Two days before New Years, something interesting happened in the world of cyber security. The Department of Homeland Security released a report on hacking activities by Russian Intelligence Services related to activities against the U.S. Government. The report was somewhat interesting, however DHS also released a set of indicators in a .csv file with 956 lines of data. As the CEO of a new cyber security startup focused on using data in smarter, more interesting ways, this data tugged and pulled at me in a way that I did not expect. Over the next two days, in between (and through) family events, football games, and dogs grabbing food off of the counters, I sat on a stool in my in-law’s kitchen and tuned out the world. There was something about this analysis that I could not ignore.

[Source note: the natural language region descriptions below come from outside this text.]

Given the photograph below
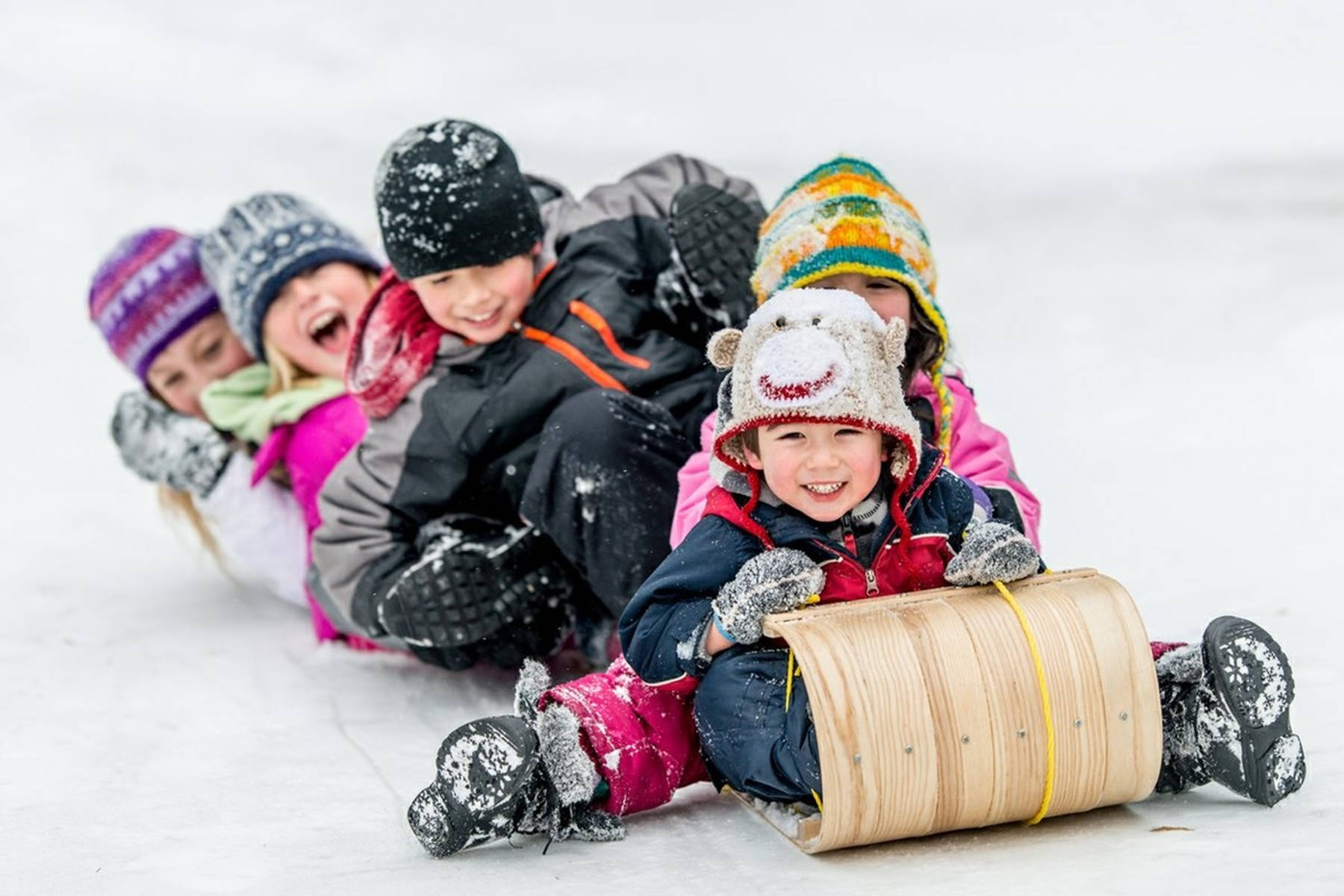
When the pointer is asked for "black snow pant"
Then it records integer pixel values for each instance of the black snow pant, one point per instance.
(604, 488)
(749, 741)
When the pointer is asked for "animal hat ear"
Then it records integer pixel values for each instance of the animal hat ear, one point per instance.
(724, 348)
(894, 341)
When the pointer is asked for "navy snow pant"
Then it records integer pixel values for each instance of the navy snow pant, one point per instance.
(747, 738)
(604, 488)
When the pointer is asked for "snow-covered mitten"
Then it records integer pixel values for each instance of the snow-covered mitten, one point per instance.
(772, 582)
(1180, 671)
(480, 582)
(163, 447)
(992, 551)
(707, 285)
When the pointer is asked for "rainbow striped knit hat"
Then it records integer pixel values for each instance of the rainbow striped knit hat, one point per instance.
(148, 292)
(844, 218)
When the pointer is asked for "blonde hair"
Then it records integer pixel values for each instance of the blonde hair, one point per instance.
(285, 375)
(183, 507)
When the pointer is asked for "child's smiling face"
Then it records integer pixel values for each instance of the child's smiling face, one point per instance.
(819, 469)
(480, 302)
(314, 316)
(206, 352)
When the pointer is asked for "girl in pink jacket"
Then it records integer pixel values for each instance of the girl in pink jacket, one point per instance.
(292, 284)
(612, 743)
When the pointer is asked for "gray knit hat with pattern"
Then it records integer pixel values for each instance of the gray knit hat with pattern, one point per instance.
(261, 243)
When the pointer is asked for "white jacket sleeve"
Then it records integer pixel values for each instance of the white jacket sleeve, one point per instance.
(260, 529)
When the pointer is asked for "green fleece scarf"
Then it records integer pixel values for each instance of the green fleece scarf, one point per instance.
(238, 402)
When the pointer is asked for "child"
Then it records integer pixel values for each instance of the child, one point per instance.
(511, 366)
(290, 282)
(838, 500)
(163, 321)
(843, 226)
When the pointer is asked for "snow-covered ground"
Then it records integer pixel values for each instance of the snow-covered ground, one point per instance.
(1136, 213)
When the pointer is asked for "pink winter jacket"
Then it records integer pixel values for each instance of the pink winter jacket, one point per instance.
(311, 448)
(979, 453)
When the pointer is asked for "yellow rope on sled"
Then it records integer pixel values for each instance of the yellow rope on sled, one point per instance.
(1045, 702)
(788, 682)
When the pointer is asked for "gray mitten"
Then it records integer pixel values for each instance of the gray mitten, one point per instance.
(772, 582)
(992, 551)
(164, 447)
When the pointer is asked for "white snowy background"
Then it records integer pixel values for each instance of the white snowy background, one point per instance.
(1137, 213)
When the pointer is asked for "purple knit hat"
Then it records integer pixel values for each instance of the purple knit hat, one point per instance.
(147, 293)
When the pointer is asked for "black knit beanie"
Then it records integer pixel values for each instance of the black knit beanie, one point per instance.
(449, 195)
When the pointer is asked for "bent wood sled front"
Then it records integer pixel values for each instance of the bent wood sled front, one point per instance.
(929, 709)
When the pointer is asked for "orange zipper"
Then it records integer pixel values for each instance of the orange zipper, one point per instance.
(573, 355)
(593, 319)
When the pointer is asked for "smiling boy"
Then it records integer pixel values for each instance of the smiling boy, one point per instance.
(520, 381)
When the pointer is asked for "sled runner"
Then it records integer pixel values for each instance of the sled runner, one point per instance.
(930, 709)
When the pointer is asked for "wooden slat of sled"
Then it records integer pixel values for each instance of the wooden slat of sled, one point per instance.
(929, 715)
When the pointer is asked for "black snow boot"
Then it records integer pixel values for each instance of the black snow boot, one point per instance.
(709, 282)
(482, 590)
(1229, 724)
(1242, 722)
(490, 785)
(524, 774)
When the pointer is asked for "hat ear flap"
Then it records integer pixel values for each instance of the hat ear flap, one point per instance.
(724, 348)
(894, 341)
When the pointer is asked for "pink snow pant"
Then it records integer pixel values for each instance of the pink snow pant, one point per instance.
(641, 739)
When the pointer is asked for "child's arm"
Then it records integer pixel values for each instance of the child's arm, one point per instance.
(665, 622)
(692, 485)
(260, 528)
(710, 594)
(981, 454)
(373, 507)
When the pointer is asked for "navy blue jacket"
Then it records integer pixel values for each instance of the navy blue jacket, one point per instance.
(665, 618)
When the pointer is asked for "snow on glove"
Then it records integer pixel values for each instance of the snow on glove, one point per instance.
(772, 582)
(163, 447)
(992, 551)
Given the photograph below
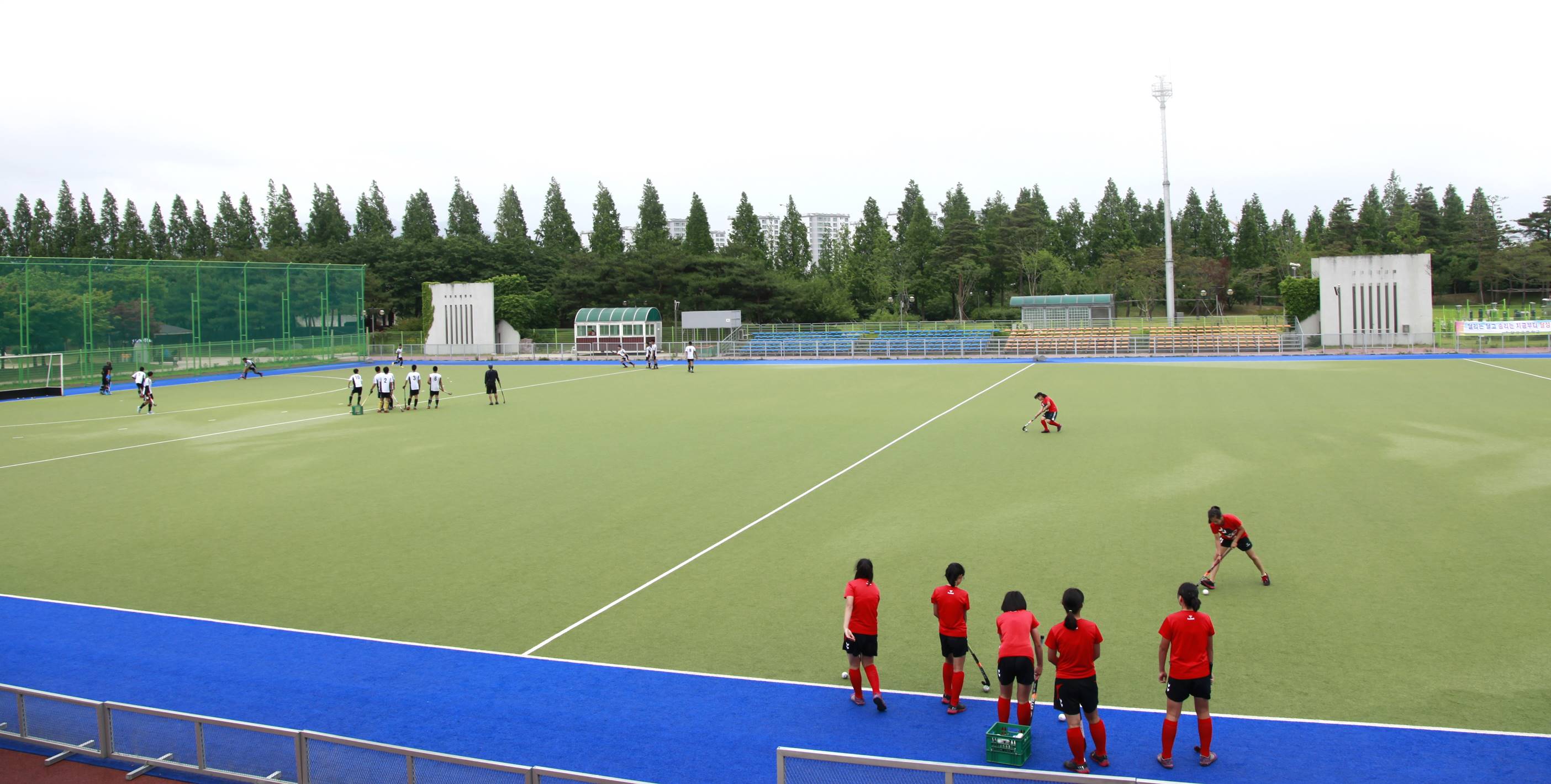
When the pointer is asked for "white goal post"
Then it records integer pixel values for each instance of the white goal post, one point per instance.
(30, 375)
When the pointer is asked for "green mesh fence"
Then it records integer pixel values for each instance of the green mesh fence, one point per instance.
(181, 316)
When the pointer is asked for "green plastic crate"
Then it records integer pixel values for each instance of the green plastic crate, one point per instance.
(1007, 744)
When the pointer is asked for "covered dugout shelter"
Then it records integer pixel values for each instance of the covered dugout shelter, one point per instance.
(610, 329)
(1066, 310)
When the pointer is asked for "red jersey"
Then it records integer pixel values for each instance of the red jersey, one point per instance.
(951, 603)
(1189, 633)
(1075, 648)
(1229, 527)
(1016, 629)
(864, 606)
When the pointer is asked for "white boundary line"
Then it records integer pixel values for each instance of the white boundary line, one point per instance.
(508, 654)
(725, 540)
(1510, 369)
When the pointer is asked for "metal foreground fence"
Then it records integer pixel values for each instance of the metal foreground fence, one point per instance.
(159, 740)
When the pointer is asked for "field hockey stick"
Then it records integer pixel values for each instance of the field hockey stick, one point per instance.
(985, 681)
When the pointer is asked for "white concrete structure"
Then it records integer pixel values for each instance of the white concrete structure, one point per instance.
(1375, 300)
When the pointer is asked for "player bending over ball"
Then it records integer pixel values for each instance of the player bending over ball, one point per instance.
(1185, 667)
(1018, 659)
(1047, 414)
(949, 605)
(1227, 532)
(1074, 647)
(860, 627)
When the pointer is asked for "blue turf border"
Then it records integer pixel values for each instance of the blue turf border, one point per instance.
(661, 727)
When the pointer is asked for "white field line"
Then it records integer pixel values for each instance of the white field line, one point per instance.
(1510, 369)
(508, 654)
(272, 425)
(725, 540)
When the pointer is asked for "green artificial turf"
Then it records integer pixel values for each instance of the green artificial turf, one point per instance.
(1396, 506)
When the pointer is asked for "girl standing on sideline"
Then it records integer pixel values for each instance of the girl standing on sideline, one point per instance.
(949, 605)
(1074, 647)
(1018, 659)
(860, 627)
(1185, 667)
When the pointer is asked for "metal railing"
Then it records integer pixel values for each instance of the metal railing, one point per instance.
(805, 766)
(256, 754)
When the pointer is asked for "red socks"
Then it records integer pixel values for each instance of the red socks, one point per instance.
(1170, 727)
(1075, 743)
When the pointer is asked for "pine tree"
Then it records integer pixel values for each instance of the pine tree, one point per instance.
(202, 241)
(747, 237)
(181, 230)
(160, 243)
(89, 236)
(652, 220)
(22, 228)
(109, 222)
(609, 236)
(279, 219)
(371, 214)
(793, 250)
(557, 230)
(511, 227)
(1371, 222)
(463, 216)
(419, 219)
(697, 230)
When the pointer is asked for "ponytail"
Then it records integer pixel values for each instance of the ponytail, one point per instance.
(1072, 600)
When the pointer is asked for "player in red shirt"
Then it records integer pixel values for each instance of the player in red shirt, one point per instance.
(1074, 647)
(1018, 659)
(1229, 532)
(861, 633)
(1185, 667)
(949, 605)
(1047, 414)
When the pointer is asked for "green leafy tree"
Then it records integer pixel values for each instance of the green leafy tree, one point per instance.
(463, 216)
(793, 250)
(557, 230)
(697, 230)
(419, 219)
(747, 237)
(652, 220)
(279, 219)
(511, 227)
(609, 236)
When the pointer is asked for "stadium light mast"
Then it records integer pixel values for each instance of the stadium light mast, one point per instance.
(1164, 91)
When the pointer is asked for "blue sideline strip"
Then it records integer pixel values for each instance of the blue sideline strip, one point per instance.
(650, 725)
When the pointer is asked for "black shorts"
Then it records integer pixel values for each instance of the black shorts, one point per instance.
(863, 645)
(1018, 668)
(1195, 687)
(1077, 695)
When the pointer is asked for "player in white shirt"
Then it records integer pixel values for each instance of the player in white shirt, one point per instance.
(146, 399)
(436, 388)
(413, 382)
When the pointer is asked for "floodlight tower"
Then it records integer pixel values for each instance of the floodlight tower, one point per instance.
(1164, 91)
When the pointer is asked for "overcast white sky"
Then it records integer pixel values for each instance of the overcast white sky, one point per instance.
(830, 103)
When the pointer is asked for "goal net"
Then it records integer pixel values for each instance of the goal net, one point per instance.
(30, 375)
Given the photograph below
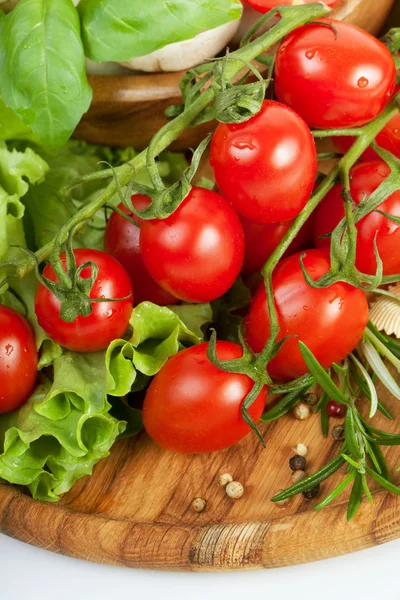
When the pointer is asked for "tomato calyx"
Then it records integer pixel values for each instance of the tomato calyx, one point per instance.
(246, 365)
(164, 200)
(344, 237)
(72, 289)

“On October 7, 2016, the Department Of Homeland Security (DHS) and the Office of the Director of National Intelligence (DNI) issued a joint statement on election security compromises. DHS has released a Joint Analysis Report (JAR) attributing those compromises to Russian malicious cyber activity, designated as GRIZZLY STEPPE.”
This posting is meant to summarize some of the findings of the more detailed report that Dark Cubed published on New Year’s eve 2016 titled, “A Brief Analysis of the Cyber Indicators Related to GRIZZLY STEPPE.”
Involvement of Tor-Related Infrastructure
The first thing that stood out to me was the prevalence of infrastructure related to the Tor network. I stumbled on this as something significant during my reverse DNS analysis of the IPs released. Many of the DNS entries that came back included tor-exit or tor… this was intriguing to me. I then quickly jumped over to a popular list of Tor-related IP addresses maintained at https://www.dan.me.uk/tornodes.
Of the 876 IP addresses released by DHS, 211 of them appear on the list of all Tor nodes, that is right around 24% of the indicators. Looking at it from the other direction, as of the time of writing, there were 6,909 IP addresses on that list of Tor nodes. So, the DHS list of IP addresses contained approximately 3% of all of the Tor nodes… while a small percentage, this is a significant number.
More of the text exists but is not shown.